Viejos reyes. Todo a su alrededor es griterío y juramentos de soldados, pero ellos dos se observan en silencio desde sus tronos de campaña improvisados en los extremos del campo de batalla. Uno de ellos es el soberano de la luz, con larga barba blanca y resplandeciente corona, comprada con el sudor de sus muchos vasallos; el otro gobierna en la oscuridad: es un hereje, y su religión está más perseguida que los asesinatos. Viste de negro sólo porque odia al soberano de la luz, y su corona es de cobre porque no necesita ostentaciones.
Antes de iniciar la carnicería, ambos monarcas entablan la acostumbrada diplomacia teatral. Dos pacíficos obispos se adelantan por cada bando, pero sus tonsuras son engañosas, pues las víboras son menos traicioneras. Las negociaciones pronto se convierten en una avinagrada disputa teológica. Los herejes intentan defender su fe, pero un paladín de la luz al mando de su tropa de caballería los rodea a traición y los lleva a su campamento. La intolerancia los quema en la hoguera a la vista de sus compatriotas, que nada pueden hacer para salvar a los patriarcas. Los soldados del rey luminoso celebran el martirio y parodian la extinción de las llamas escupiendo a la cara de los clérigos.

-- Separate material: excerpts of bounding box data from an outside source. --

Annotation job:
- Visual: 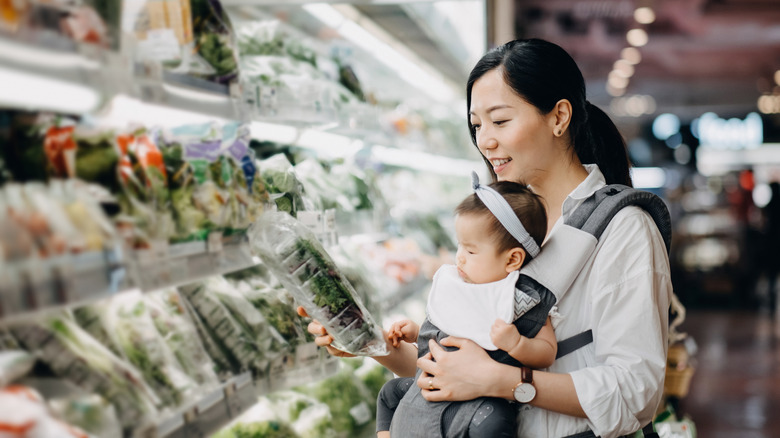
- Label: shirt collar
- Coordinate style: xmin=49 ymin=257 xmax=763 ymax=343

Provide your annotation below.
xmin=561 ymin=164 xmax=607 ymax=218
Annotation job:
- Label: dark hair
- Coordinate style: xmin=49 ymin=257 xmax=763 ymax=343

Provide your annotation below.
xmin=455 ymin=181 xmax=547 ymax=262
xmin=466 ymin=38 xmax=632 ymax=186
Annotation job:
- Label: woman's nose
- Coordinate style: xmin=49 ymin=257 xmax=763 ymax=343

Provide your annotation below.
xmin=477 ymin=131 xmax=498 ymax=154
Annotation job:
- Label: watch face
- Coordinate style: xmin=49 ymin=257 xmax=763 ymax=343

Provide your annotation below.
xmin=515 ymin=382 xmax=536 ymax=403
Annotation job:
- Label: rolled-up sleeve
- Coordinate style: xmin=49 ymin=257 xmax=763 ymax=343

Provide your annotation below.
xmin=570 ymin=208 xmax=672 ymax=438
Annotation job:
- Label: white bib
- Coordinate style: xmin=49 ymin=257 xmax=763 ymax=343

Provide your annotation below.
xmin=427 ymin=265 xmax=520 ymax=350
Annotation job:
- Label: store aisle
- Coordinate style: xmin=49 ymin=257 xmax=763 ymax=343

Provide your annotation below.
xmin=680 ymin=310 xmax=780 ymax=438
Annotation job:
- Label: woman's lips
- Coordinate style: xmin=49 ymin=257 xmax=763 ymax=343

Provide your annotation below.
xmin=490 ymin=158 xmax=512 ymax=174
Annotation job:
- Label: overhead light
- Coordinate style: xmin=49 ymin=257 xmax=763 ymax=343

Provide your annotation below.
xmin=0 ymin=67 xmax=101 ymax=114
xmin=613 ymin=59 xmax=634 ymax=78
xmin=634 ymin=6 xmax=655 ymax=24
xmin=626 ymin=29 xmax=649 ymax=47
xmin=620 ymin=47 xmax=642 ymax=65
xmin=607 ymin=84 xmax=626 ymax=97
xmin=630 ymin=167 xmax=666 ymax=189
xmin=371 ymin=145 xmax=480 ymax=176
xmin=607 ymin=70 xmax=628 ymax=88
xmin=95 ymin=94 xmax=228 ymax=129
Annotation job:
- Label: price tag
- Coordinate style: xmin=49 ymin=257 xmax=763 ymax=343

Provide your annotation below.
xmin=207 ymin=231 xmax=222 ymax=252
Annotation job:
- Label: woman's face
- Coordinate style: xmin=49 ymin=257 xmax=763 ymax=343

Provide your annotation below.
xmin=469 ymin=68 xmax=563 ymax=185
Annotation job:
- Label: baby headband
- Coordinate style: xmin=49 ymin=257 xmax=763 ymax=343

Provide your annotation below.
xmin=471 ymin=172 xmax=539 ymax=257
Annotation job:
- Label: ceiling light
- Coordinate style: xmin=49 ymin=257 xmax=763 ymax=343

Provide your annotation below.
xmin=620 ymin=47 xmax=642 ymax=65
xmin=634 ymin=6 xmax=655 ymax=24
xmin=626 ymin=29 xmax=649 ymax=47
xmin=607 ymin=70 xmax=628 ymax=88
xmin=0 ymin=67 xmax=101 ymax=114
xmin=613 ymin=59 xmax=634 ymax=78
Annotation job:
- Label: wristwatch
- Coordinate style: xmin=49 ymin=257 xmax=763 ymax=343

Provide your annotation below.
xmin=513 ymin=367 xmax=536 ymax=403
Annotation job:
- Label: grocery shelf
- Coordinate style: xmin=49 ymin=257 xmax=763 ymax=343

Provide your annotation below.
xmin=132 ymin=233 xmax=257 ymax=291
xmin=146 ymin=354 xmax=341 ymax=438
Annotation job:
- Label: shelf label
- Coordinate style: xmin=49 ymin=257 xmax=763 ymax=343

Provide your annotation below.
xmin=297 ymin=211 xmax=322 ymax=234
xmin=207 ymin=231 xmax=222 ymax=252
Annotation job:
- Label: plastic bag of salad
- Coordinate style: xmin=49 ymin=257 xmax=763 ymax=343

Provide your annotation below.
xmin=144 ymin=289 xmax=219 ymax=391
xmin=12 ymin=314 xmax=161 ymax=428
xmin=101 ymin=292 xmax=198 ymax=407
xmin=115 ymin=131 xmax=173 ymax=248
xmin=249 ymin=212 xmax=388 ymax=356
xmin=184 ymin=0 xmax=238 ymax=84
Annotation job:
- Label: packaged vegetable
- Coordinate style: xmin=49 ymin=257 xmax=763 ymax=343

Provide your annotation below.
xmin=12 ymin=315 xmax=161 ymax=428
xmin=179 ymin=282 xmax=268 ymax=375
xmin=0 ymin=350 xmax=35 ymax=388
xmin=122 ymin=0 xmax=193 ymax=67
xmin=101 ymin=292 xmax=198 ymax=407
xmin=190 ymin=0 xmax=238 ymax=84
xmin=249 ymin=212 xmax=388 ymax=356
xmin=144 ymin=289 xmax=219 ymax=391
xmin=116 ymin=131 xmax=173 ymax=248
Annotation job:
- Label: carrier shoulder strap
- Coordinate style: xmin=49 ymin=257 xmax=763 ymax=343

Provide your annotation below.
xmin=565 ymin=184 xmax=672 ymax=254
xmin=556 ymin=184 xmax=672 ymax=359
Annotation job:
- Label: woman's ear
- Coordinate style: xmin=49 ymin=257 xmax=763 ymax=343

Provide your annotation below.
xmin=550 ymin=99 xmax=571 ymax=137
xmin=506 ymin=248 xmax=526 ymax=274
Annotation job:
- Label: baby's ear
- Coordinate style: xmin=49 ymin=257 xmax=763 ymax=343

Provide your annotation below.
xmin=506 ymin=248 xmax=526 ymax=273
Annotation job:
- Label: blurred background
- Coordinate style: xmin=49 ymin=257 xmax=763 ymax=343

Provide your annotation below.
xmin=0 ymin=0 xmax=780 ymax=438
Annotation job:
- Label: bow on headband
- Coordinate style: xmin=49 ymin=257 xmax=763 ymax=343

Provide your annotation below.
xmin=471 ymin=172 xmax=539 ymax=257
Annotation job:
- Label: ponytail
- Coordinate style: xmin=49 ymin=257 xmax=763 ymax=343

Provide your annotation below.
xmin=574 ymin=100 xmax=633 ymax=187
xmin=466 ymin=38 xmax=631 ymax=186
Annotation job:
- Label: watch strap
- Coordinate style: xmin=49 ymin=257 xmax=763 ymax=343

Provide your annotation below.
xmin=520 ymin=367 xmax=534 ymax=384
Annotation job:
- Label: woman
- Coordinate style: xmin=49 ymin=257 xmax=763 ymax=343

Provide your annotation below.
xmin=298 ymin=39 xmax=672 ymax=438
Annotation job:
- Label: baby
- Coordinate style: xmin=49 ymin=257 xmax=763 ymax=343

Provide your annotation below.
xmin=377 ymin=174 xmax=557 ymax=438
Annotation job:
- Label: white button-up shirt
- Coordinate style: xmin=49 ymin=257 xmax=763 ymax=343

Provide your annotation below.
xmin=518 ymin=165 xmax=672 ymax=438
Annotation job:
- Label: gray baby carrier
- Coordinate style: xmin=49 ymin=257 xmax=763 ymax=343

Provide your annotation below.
xmin=390 ymin=184 xmax=672 ymax=438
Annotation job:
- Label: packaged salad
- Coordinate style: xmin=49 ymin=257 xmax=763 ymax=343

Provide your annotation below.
xmin=249 ymin=212 xmax=388 ymax=356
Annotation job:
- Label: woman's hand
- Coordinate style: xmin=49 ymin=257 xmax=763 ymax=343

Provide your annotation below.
xmin=417 ymin=336 xmax=500 ymax=401
xmin=297 ymin=306 xmax=355 ymax=357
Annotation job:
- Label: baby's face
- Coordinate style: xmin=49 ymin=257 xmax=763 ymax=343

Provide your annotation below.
xmin=455 ymin=214 xmax=508 ymax=284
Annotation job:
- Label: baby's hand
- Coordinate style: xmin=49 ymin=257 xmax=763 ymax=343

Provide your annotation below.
xmin=490 ymin=319 xmax=521 ymax=352
xmin=387 ymin=319 xmax=420 ymax=347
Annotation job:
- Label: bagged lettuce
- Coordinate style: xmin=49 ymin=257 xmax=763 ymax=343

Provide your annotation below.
xmin=249 ymin=212 xmax=388 ymax=356
xmin=12 ymin=314 xmax=162 ymax=428
xmin=144 ymin=289 xmax=219 ymax=391
xmin=101 ymin=292 xmax=198 ymax=407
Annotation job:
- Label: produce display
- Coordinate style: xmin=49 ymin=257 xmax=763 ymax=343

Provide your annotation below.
xmin=250 ymin=212 xmax=388 ymax=356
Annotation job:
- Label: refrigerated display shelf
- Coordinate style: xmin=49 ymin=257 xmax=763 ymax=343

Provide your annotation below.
xmin=0 ymin=233 xmax=258 ymax=324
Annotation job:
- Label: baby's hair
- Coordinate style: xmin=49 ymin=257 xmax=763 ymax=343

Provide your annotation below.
xmin=455 ymin=181 xmax=547 ymax=262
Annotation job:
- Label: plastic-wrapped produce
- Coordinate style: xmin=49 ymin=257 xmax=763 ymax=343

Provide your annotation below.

En las filas del rey hereje estalla la venganza, y sus tropas de a pie masacran a los arqueros e infantes enemigos, pero nada pueden contra los caballeros cruzados, que hacen retroceder de nuevo al último ejército defensor de los hogares apóstatas. Sus antaño inexpugnables fortalezas se rindieron tiempo atrás a la codicia y brutalidad de los soldados del viejo Barbablanca. Nada le impedirá pronto someter a las tranquilas tierras que cometieron el error de creerse libres para creer. Finalmente ve que la desbordada caballería enemiga huye por los montes, dejando a su rey indefenso, pues prefieren conservar sus señoríos y sus rastreras vidas que cumplir con su deber y su lealtad.
El humilde monarca negro se rinde ante Barbablanca, pero éste le entrega a la perversidad de su maquiavélica esposa, que, antes de cortarle la cabeza, le insinúa: "Nos siempre fuimos cuatro veces mejor".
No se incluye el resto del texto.